The death toll from the suicide car bomb that targeted Somali capital Mogadishu has risen to 65 while more than 50 others were injured, medics and witnesses said Tuesday.
The car bomb went off near a government building in the center of the city in the K4 area near the Ministry of Education where students were sitting for a foreign scholarship examination.
''I can say that now we know 65 people dead and more than 50 others wounded in the attack,'' Ali Muse head of the local emergency service said.
Eyewitnesses said that the blast which targeted a Somali government ministry building was very huge that it could be heard miles from the scene. Most of the dead and injured were said to be students and other civilians around the area.
''We could hear the huge explosion around the ministry building. Dozens were killed and charred bodies lay scattered in the areas and scores of others were wounded,'' Omar Fidik, an eyewitness, told Xinhua.

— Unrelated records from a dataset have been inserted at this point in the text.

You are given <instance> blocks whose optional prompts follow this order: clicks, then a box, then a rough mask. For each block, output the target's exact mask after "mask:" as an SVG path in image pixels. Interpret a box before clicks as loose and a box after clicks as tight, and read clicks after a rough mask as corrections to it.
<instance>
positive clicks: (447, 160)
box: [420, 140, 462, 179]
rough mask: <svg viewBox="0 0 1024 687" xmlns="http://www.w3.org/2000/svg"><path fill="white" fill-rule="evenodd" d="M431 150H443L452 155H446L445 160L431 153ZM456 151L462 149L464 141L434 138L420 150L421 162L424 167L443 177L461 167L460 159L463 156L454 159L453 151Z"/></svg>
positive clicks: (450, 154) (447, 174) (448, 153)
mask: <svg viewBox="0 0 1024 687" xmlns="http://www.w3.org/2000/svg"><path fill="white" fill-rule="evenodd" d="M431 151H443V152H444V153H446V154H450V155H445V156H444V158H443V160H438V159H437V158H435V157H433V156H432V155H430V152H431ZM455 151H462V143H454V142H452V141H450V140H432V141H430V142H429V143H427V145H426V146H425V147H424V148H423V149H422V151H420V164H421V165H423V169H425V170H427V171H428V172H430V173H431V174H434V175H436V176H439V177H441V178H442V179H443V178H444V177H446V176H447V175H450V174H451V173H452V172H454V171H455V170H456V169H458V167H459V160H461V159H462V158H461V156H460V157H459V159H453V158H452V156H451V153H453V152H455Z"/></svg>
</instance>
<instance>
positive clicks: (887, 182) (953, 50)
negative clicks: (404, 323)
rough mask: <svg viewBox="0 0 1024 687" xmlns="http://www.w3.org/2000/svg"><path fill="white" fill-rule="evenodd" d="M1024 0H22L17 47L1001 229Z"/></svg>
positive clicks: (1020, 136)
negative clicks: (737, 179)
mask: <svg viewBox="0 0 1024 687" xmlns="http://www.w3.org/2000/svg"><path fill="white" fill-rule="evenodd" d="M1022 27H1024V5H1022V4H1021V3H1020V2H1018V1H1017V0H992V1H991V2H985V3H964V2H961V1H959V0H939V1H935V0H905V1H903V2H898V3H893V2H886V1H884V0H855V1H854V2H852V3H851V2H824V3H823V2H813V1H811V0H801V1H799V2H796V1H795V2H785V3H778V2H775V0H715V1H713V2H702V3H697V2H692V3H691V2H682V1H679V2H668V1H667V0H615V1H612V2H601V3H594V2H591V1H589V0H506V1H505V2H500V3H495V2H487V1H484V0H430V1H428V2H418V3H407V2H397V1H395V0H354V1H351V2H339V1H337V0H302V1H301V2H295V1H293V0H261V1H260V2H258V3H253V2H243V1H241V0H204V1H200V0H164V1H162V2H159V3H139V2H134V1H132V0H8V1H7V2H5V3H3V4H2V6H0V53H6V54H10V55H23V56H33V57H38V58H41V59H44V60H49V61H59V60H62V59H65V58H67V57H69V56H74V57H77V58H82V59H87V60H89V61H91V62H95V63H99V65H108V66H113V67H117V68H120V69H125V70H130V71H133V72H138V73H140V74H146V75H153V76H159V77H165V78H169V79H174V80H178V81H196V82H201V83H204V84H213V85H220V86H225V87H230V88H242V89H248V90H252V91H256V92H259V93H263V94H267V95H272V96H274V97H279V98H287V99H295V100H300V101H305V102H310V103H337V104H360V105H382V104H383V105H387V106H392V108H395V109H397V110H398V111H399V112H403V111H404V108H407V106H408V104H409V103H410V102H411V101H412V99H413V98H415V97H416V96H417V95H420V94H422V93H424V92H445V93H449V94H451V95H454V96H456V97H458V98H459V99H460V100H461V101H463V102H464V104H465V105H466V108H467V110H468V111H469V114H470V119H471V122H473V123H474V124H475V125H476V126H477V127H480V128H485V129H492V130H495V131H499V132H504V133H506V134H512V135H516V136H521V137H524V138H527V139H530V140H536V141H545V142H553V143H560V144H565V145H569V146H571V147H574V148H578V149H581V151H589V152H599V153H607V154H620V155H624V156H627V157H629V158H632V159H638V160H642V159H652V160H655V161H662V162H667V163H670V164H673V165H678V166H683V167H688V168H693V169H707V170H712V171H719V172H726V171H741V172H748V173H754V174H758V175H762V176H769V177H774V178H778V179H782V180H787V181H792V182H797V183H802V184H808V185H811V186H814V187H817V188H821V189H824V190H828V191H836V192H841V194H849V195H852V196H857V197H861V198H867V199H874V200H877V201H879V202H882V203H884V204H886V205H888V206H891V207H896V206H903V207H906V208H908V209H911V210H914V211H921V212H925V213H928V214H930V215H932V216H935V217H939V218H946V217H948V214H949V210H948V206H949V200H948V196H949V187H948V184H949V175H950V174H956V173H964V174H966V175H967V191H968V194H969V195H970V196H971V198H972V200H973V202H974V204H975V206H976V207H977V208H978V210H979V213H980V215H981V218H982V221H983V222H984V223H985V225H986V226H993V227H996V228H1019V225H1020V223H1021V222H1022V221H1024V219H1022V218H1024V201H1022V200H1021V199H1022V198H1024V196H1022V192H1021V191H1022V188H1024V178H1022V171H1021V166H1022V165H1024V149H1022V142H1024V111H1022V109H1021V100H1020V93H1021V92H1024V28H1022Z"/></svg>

A pro-Al Shabaab website described the attack as ''martyrdom operation,'' claiming that it targeted a ceremony at a government building where cabinet ministers were attending, a claim that cannot be independently verified.
Somali government officials accuse the radical Al Qaeda-linked Al Shabaab group of being behind the attack which they said killed mainly civilians.
Medical officials say they are ferrying the wounded to hospitals where doctors say they were inundated with the injured.
This attacks marks as the first major assault by the radical Islamist group since they withdrew from Somali capital Mogadishu August after major government offensive to drive them out of the city.
Islamists group of Al Shabaab which is fighting Somali government forces and African Union peacekeeping forces have often carried out similar attacks on government and AU forces targets in Mogadishu.